Da perspectiva da nossa mente, habitualmente discriminatória, os koans são incompreensíveis. Na melhor das hipóteses podem até apresentar um paradoxo. Não há aqui espaço para uma resposta intelectual, resolução mental ou explicação coerente. O mesmo podia ser dito sobre um copo de água ou a guerra no Afeganistão – isto se estivermos dispostos a renunciar ao que habitualmente percebemos por “água”, “copo”, “guerra” ou “Afeganistão”, o que, de novo, não é tarefa fácil. Os koans são ferramentas que promovem a renúncia e que, através desse profundo questionamento, permitem uma experiência direta do que nós em seguida vimos a perceber que não é nem “questão” nem “resposta”.

A prática (ou estudo) dos koans assemelha-se à arte de traduzir de uma língua que conhecemos para outra que não conhecemos. Começamos pela língua que conhecemos – inglês ou francês, por exemplo – e identificamos o que quer que esteja à nossa frente nessa língua familiar. Depois, para traduzir para uma outra língua – uma que não saibamos, talvez Suaíli ou Uzbeque – devemos expandir a nossa noção que temos da dita coisa para além daquilo que “sabemos” dela. Temos de por de lado a palavra habitual que usamos para a definir – chapéu, amor, homem, tarde, eu – e experienciar a “coisa” tal como ela é, desprovida das nossas crenças sólidas, e liberta dos limites por nós impostos e ideias preconcebidas. Como não sabemos a língua para qual estamos a traduzir, estamos perante uma experiência plena, sem limites, daquilo que até então estava reduzido a apenas uma palavra, a um conceito insípido – chapéu, amor, homem, tarde, eu.
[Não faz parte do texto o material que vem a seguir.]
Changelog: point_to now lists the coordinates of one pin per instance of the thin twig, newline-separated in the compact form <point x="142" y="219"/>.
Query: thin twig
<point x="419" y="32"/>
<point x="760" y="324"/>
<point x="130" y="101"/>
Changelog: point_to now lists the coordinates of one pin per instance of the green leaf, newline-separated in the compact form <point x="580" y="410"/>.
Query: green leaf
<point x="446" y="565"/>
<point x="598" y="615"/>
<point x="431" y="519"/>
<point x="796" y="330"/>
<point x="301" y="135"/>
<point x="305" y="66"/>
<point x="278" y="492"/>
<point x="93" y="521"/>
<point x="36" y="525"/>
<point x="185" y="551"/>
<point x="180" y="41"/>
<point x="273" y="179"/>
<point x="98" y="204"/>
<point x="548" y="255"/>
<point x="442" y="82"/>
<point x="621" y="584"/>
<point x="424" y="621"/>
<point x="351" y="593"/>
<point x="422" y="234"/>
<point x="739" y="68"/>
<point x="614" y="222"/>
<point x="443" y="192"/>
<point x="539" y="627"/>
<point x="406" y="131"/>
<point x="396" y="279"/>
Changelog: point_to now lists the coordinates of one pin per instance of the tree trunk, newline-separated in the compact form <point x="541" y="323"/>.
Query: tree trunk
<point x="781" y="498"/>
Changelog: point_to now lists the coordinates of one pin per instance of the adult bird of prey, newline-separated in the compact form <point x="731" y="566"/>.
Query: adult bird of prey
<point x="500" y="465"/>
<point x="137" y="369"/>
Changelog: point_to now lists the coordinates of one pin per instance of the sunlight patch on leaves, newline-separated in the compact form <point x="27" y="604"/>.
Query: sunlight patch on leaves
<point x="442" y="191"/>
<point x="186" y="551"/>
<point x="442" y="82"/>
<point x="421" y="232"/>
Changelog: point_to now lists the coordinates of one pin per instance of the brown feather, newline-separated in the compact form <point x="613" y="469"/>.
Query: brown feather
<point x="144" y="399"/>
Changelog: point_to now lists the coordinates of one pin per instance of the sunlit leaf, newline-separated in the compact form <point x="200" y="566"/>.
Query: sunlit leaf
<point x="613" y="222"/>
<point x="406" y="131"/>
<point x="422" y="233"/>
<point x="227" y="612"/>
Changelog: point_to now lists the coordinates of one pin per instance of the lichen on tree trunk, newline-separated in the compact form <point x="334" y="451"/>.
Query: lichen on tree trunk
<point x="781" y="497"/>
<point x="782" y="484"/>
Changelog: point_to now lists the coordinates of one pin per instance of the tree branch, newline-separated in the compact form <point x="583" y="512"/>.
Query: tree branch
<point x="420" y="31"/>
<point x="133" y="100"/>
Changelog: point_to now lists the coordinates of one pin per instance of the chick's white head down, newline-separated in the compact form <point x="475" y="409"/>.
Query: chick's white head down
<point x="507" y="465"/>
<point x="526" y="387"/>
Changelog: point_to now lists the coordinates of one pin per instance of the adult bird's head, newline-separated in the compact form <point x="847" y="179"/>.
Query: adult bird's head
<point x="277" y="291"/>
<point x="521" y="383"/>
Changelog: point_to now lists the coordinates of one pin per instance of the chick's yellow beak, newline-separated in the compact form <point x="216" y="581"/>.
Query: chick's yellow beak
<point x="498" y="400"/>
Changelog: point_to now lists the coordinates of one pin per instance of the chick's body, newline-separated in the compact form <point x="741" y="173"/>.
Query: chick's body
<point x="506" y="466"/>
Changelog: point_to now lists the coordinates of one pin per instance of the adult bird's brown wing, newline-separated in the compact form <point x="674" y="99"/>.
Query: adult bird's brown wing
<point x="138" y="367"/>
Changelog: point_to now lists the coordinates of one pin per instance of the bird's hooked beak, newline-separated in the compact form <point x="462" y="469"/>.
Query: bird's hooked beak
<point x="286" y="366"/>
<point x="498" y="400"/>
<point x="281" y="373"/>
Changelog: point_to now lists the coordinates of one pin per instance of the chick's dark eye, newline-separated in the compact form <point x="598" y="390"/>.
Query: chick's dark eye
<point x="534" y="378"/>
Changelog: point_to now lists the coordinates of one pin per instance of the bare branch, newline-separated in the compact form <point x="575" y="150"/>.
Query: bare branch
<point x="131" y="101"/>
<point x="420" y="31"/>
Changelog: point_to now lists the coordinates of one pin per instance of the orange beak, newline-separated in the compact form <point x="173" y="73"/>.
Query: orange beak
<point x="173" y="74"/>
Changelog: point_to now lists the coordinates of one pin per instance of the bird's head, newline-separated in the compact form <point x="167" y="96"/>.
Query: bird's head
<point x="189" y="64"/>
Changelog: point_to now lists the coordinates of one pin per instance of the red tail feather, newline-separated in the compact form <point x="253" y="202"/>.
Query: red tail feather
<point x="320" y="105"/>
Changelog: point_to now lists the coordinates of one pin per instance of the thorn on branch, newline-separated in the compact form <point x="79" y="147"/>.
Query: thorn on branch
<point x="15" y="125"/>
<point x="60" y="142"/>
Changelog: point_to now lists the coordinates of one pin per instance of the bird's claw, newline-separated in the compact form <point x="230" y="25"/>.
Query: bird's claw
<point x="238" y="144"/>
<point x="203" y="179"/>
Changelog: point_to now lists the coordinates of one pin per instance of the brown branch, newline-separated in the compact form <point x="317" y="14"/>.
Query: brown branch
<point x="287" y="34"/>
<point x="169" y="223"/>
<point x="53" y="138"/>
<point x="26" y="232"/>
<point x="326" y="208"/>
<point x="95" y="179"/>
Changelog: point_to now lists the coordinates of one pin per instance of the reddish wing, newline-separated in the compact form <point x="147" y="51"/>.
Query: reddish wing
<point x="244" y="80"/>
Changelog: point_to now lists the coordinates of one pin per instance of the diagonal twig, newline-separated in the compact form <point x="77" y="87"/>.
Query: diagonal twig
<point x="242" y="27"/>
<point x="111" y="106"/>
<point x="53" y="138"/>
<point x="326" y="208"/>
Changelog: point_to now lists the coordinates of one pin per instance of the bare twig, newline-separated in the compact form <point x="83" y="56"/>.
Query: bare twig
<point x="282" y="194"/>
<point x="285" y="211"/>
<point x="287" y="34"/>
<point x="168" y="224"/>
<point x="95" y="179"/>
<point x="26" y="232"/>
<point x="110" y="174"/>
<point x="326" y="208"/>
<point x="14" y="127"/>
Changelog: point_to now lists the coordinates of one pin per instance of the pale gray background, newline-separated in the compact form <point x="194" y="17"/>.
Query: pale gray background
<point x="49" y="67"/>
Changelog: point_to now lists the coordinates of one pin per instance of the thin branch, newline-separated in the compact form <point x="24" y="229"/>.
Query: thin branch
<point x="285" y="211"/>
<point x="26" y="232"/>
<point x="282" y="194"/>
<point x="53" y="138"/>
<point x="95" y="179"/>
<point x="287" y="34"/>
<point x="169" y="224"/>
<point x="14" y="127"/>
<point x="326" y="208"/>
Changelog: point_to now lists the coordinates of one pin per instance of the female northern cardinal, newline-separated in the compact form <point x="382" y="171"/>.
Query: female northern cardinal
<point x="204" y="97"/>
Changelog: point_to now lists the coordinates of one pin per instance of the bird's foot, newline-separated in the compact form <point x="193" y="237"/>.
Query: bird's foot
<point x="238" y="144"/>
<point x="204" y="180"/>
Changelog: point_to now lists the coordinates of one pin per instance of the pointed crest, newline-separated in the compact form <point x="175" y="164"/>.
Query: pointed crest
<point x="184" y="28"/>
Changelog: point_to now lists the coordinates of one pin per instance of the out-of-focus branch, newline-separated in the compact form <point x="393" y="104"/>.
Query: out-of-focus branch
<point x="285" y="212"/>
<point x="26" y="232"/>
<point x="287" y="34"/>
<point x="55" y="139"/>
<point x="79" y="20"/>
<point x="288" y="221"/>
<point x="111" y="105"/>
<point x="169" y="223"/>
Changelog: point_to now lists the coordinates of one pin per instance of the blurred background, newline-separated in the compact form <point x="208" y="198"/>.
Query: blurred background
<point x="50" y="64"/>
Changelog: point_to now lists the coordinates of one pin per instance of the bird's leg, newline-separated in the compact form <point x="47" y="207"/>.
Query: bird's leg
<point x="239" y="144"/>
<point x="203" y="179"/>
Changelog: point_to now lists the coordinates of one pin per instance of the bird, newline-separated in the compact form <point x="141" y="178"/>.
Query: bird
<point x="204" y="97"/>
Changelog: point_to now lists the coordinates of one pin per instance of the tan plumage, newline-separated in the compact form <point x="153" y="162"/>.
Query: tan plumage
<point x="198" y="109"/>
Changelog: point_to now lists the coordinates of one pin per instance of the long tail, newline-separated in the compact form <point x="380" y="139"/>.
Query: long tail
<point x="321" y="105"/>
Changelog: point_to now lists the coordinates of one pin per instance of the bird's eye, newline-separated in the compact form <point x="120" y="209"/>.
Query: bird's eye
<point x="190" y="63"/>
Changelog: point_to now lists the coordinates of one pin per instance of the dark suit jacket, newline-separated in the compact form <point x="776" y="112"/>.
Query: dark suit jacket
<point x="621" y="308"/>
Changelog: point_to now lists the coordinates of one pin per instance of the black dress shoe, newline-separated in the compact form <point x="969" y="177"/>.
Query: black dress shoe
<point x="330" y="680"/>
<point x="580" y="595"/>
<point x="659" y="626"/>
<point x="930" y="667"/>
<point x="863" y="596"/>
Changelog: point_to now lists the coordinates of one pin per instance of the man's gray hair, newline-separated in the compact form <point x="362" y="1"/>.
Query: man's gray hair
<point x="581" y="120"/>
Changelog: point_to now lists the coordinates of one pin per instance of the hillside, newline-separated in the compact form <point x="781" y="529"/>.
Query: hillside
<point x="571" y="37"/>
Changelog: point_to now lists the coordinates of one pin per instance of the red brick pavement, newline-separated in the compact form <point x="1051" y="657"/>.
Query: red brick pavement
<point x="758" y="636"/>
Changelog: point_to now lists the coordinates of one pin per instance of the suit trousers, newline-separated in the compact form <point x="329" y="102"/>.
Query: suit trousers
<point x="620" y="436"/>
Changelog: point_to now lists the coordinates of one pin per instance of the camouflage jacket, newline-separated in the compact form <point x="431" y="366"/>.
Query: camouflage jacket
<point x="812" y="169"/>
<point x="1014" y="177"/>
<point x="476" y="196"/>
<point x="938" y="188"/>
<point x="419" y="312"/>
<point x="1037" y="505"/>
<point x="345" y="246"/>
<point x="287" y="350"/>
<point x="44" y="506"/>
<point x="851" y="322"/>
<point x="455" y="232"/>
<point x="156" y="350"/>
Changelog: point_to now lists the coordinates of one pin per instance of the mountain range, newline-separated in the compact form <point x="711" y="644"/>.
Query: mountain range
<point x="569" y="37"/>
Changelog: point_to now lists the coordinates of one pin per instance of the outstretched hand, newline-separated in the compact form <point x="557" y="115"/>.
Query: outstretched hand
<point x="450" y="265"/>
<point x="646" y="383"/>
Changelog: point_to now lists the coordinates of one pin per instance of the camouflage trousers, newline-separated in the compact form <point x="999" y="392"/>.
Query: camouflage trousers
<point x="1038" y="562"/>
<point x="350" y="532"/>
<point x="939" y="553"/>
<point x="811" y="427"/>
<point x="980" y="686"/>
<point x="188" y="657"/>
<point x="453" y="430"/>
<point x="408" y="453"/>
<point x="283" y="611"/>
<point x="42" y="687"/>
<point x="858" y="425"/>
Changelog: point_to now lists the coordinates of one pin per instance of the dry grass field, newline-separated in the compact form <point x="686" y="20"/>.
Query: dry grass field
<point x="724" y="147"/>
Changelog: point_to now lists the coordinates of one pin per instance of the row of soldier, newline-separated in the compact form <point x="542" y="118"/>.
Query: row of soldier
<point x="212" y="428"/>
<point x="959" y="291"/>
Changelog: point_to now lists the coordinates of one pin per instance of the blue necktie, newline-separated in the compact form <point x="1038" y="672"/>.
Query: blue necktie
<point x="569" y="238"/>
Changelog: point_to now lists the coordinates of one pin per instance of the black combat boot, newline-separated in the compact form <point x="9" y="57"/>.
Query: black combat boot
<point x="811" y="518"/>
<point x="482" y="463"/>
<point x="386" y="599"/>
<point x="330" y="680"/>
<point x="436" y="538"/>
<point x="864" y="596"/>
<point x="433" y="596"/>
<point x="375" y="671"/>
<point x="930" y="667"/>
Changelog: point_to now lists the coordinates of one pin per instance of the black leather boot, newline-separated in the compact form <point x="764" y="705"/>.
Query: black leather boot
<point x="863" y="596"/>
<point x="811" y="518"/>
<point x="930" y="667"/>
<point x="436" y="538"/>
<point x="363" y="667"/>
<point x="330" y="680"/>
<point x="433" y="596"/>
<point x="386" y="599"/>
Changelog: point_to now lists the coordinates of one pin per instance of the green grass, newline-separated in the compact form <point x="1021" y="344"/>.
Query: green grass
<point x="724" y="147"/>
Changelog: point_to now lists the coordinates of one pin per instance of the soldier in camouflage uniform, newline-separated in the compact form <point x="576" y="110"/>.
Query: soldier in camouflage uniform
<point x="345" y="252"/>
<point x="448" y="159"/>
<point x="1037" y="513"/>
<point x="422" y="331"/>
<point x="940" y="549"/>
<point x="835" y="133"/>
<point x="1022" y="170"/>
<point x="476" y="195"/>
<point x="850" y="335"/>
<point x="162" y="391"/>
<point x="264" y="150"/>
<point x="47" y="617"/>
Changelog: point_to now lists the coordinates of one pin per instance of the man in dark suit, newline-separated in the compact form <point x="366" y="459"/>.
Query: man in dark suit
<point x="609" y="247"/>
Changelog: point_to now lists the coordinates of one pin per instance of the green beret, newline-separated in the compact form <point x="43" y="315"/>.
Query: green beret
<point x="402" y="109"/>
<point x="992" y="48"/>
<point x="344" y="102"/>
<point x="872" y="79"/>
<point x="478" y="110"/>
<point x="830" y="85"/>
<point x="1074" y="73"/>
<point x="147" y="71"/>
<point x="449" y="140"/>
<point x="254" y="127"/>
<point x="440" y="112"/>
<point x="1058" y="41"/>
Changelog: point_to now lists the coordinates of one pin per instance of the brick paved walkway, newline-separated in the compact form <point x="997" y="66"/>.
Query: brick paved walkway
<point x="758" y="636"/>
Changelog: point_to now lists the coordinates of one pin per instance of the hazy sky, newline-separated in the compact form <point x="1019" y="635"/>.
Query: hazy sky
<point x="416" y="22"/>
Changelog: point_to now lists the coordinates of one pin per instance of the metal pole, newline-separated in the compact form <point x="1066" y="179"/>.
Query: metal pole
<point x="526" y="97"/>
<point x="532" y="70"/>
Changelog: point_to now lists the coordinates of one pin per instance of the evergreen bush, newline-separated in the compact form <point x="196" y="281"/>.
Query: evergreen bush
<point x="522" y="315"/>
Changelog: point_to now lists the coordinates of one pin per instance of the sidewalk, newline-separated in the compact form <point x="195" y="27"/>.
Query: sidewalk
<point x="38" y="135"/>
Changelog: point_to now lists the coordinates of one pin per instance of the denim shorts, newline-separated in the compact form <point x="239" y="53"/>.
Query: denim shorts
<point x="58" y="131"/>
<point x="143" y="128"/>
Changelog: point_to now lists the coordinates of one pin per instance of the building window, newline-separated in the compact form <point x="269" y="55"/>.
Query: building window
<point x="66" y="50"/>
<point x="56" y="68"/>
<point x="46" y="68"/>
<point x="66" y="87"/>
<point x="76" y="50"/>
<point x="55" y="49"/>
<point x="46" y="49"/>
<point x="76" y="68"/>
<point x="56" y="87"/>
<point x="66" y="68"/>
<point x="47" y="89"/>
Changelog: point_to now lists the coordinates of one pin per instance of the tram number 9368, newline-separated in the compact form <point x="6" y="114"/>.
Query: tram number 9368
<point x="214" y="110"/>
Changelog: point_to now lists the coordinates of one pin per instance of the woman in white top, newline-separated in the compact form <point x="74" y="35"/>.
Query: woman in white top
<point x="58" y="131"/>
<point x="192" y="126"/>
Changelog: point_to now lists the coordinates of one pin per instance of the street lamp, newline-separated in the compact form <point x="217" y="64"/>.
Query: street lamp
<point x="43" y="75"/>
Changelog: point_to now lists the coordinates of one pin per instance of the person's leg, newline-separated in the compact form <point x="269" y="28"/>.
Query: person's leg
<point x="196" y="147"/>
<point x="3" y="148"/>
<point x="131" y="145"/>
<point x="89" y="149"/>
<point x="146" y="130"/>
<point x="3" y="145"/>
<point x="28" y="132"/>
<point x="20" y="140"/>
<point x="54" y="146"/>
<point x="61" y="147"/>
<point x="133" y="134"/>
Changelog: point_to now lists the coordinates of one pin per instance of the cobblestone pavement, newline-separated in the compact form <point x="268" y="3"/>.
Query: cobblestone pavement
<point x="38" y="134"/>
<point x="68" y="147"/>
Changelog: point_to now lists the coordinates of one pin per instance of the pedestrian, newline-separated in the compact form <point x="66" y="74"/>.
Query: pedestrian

A prática dos koans não é mais misteriosa do que isto. Durante centenas de anos, toda uma parafernália de koans foi sendo reunida em belas coleções que são habitualmente tidas como requintados exemplos de literatura Zen. Foram estabelecidos sistemas de prática de koan, tendo sido feitas muitas traduções das variadas coleções em muitas línguas. A tradução feita neste livro, de lições do século dezassete na China, é um exemplo. Vemos como os estudantes de então, não diferentes dos de agora, expunham as suas questões e como os seus professores os guiavam. Milhões de estudantes Zen, de Este a Oeste, percorreram e continuam a percorrer esse caminho com a ajuda destas ferramentas, graças à compaixão perene daqueles que as transmitiram, geração após geração.

O koan Zen orientou praticantes através dos tempos para realidade de que a “prática” essencial não é mais do que sentarmo-nos cara a cara com o momento aqui à mão, mergulhando nas profundezas desconhecidas do cerne da vida de cada um. Cada momento é então visto como sendo um koan. Cada instante impossível de categorizar ou medir mas ainda assim transbordando com a riqueza, amor e compaixão inesgotáveis da vida.